The effects and potential benefits of audit committee oversight in a strategic setting

Contemporary Accounting Research 2024 41(3), 2013-2040 open access
Abstract Since the passage of the Sarbanes‐Oxley Act of 2002, many notable frauds have been tied to ineffective audit committee (AC) oversight. As a result, AC oversight is of continuing interest, and regulators continue to debate this issue, garnering a growing body of research focused on the role played by the AC. But little theoretical research exists to guide analytical and empirical researchers investigating AC oversight. The purpose of this study is to provide theoretical guidance by examining AC oversight in a strategic setting. We focus on the AC's role in overseeing internal controls (ICs) and the impact of whether the AC relies on management in designing the controls. We characterize how the nature of control risk changes and how IC strength is associated with the amount of managerial fraud, expected probability of fraud detection (which, on average, equates to audit effort), and audit quality (assessed as 1 − audit risk) across two settings defined by the degree of AC oversight. As one example that highlights the need for theoretical guidance, we consider the literature's presumption that IC strength is negatively associated with audit effort. We find that this association may be positive or negative as IC changes, where the association varies with the degree of direct AC oversight and the change in payoff parameters.

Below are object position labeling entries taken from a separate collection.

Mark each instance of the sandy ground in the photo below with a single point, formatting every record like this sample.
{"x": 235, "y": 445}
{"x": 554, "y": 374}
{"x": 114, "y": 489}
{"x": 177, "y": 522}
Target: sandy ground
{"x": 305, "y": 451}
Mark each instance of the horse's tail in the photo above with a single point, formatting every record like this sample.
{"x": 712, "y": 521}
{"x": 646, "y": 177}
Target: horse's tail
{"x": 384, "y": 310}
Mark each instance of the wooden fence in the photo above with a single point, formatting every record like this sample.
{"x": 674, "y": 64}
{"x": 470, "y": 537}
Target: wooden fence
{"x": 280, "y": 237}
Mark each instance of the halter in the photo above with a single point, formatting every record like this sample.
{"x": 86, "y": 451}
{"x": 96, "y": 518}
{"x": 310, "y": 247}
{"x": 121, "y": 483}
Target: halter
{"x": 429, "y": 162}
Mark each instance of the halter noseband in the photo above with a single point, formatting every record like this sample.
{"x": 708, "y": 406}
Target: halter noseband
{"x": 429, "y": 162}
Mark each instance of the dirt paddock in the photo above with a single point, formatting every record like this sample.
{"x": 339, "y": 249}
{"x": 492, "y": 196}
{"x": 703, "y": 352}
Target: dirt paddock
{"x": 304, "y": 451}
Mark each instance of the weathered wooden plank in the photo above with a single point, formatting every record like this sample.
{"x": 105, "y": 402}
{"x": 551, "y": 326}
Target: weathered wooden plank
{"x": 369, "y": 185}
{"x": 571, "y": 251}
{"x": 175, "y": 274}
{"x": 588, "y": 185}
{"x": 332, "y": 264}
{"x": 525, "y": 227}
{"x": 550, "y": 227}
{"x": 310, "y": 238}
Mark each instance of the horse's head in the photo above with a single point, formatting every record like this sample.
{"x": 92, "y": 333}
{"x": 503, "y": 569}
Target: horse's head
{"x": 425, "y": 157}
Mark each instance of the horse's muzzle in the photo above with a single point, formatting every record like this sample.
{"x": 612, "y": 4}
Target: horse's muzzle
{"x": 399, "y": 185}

Overloaded and overwhelmed: Weakened partner aspirations of women public accountants during the COVID‐19 pandemic

Contemporary Accounting Research 2024 41(4), 2260-2289 open access
Abstract Despite years of initiatives to improve gender equity in public accounting firms, women continue to be underrepresented at the partner level. Supporting women's aspirations to become partner is important to ensure there are more women in the pipeline of potential partners. However, we argue that challenges during the COVID‐19 pandemic are likely to have negative downstream effects on accounting firms' efforts to improve female partner representation. Therefore, using a survey of 192 certified public accountants (CPAs), we develop and test a theoretical model that examines changes in women's partner aspirations during the COVID‐19 pandemic. Using the conservation of resources (COR) theory, we predict that women experienced disproportionately higher role overload during the pandemic compared to men. We also rely upon COR theory to predict that higher levels of role overload will be associated with weakened partner‐track motivations (i.e., less value placed on the advantages of the partner level and lower willingness to make the sacrifices necessary to pursue the partner level) and weakened partner aspirations. Consequently, we expect that women public accountants experienced weakened partner aspirations through higher role overload during the pandemic. Results support our predictions as we find that women experienced higher levels of role overload, which are associated with weakened partner‐track motivations, which in turn are associated with weakened partner aspirations. In sum, our results suggest that the COVID‐19 pandemic exacerbated pre‐pandemic gender equity challenges within public accounting firms. Fortunately, we also find that higher levels of supervisor support and coworker support help limit role overload and mitigate declines in partner aspirations. We discuss several insights that firms can use to mitigate post‐pandemic declines in women's partner aspirations.